Speakers included Mondaire Jones, the Democratic nominee in the 17th Congressional District, said that President Donald Trump and Postmaster General Louis DeJoy have brazenly looked to dismantle the postal service to make it harder to vote this fall. Hundreds of mail sorters have been taken out of service and the removal of mailboxes, particularly in areas of key battleground states, he said.
“This is not a Republican or Democratic issue,” said Jones, one of the plaintiffs in a lawsuit filed earlier this week against the administration over the issue. “This is an existential crisis that we face because of the occupant of the Oval Office, because he has calculated that if he makes it more difficult for people to vote then he will be able to steal yet another presidential election.”
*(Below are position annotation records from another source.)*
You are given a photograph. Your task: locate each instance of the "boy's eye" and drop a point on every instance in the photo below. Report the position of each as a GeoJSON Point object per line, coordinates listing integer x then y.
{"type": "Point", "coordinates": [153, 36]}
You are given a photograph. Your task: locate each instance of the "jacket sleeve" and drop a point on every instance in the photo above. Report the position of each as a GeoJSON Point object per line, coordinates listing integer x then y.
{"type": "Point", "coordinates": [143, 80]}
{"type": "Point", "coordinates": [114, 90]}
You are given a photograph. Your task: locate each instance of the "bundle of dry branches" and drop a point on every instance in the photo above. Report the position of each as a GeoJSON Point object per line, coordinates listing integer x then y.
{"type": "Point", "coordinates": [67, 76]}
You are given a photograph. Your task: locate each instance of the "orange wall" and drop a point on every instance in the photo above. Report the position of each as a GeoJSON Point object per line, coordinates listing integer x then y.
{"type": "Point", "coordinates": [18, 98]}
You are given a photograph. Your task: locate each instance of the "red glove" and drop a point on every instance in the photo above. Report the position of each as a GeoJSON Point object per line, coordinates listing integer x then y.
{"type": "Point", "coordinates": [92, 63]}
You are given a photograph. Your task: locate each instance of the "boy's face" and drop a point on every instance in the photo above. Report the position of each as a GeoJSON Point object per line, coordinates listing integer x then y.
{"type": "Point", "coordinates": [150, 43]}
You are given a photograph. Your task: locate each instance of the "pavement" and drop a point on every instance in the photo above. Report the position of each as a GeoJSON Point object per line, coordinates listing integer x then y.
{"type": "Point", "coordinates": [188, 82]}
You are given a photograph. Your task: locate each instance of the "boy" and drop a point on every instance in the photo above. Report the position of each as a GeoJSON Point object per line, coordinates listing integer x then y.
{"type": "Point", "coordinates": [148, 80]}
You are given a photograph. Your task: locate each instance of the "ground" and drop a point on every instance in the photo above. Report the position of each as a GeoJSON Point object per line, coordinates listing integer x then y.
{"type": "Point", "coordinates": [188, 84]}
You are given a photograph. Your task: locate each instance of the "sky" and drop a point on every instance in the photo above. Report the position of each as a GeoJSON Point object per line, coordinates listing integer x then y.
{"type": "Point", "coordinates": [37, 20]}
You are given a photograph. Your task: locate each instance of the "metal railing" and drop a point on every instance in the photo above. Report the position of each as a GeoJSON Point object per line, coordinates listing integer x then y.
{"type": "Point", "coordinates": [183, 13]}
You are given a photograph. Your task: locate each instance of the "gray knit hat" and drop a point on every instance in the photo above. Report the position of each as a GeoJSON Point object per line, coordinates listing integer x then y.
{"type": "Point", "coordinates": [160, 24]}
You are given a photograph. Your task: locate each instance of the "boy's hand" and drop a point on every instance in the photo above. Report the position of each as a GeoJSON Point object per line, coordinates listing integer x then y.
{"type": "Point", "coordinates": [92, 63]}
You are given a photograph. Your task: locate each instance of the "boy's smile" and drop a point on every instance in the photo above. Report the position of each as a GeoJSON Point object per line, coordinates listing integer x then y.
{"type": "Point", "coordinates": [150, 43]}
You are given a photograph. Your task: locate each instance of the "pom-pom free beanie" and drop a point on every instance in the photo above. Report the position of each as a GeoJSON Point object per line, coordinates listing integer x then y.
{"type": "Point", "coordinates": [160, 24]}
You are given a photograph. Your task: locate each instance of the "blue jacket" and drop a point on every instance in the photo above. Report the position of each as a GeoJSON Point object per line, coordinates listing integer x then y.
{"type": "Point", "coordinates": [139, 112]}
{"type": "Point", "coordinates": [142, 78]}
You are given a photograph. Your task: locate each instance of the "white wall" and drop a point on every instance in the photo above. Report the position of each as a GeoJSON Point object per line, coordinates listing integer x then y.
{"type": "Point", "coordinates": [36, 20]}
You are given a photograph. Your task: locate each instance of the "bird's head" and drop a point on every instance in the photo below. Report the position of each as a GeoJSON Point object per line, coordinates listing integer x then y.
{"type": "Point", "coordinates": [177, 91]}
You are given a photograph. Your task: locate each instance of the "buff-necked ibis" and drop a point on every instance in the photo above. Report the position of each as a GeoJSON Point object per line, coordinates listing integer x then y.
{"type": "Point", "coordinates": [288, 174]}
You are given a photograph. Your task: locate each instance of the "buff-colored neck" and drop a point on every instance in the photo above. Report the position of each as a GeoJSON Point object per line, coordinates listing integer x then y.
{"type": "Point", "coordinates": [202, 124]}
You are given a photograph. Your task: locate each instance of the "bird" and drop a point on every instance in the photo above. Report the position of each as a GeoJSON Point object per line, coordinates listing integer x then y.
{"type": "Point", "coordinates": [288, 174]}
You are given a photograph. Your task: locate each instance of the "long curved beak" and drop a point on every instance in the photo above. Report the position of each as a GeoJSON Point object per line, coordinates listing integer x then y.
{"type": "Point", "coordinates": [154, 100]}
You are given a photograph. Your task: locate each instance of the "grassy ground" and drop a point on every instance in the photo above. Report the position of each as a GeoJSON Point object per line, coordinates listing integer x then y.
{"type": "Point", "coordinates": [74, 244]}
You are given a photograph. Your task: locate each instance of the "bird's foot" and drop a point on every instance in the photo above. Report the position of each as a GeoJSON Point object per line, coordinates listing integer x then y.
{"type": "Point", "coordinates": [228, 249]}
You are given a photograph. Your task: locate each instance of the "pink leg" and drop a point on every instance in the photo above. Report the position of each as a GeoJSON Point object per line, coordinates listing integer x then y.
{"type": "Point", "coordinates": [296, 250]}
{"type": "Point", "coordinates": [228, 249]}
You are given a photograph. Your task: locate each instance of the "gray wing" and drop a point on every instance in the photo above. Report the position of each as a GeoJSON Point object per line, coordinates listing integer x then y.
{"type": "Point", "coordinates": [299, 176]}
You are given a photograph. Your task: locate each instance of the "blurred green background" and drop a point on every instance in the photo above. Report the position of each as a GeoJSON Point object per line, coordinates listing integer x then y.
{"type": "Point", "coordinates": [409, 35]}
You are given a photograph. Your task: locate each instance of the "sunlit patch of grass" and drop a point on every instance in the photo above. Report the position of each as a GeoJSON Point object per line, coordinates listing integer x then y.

Andrew Buder, a New Rochelle attorney and regional director of the New York Democratic Lawyers Counsel, said the postal service handles 417 million pieces of mail each day and employs more than 500,000 people, including about 100,000 veterans.
In the 2018 mid-term elections, about 42 million people voted by mail, and that number is expected to surge in this year’s presidential election because of COVID-19, he said.
“Protecting our right to vote is absolutely essential to protecting our post offices to everyone at all times,” Buder said.
During the more than half-hour rally, several postal workers came out through the front door of the Fisher Avenue facility to applaud the protesters. One brought out bottles of cold water for those who showed up and standing in the hot sun.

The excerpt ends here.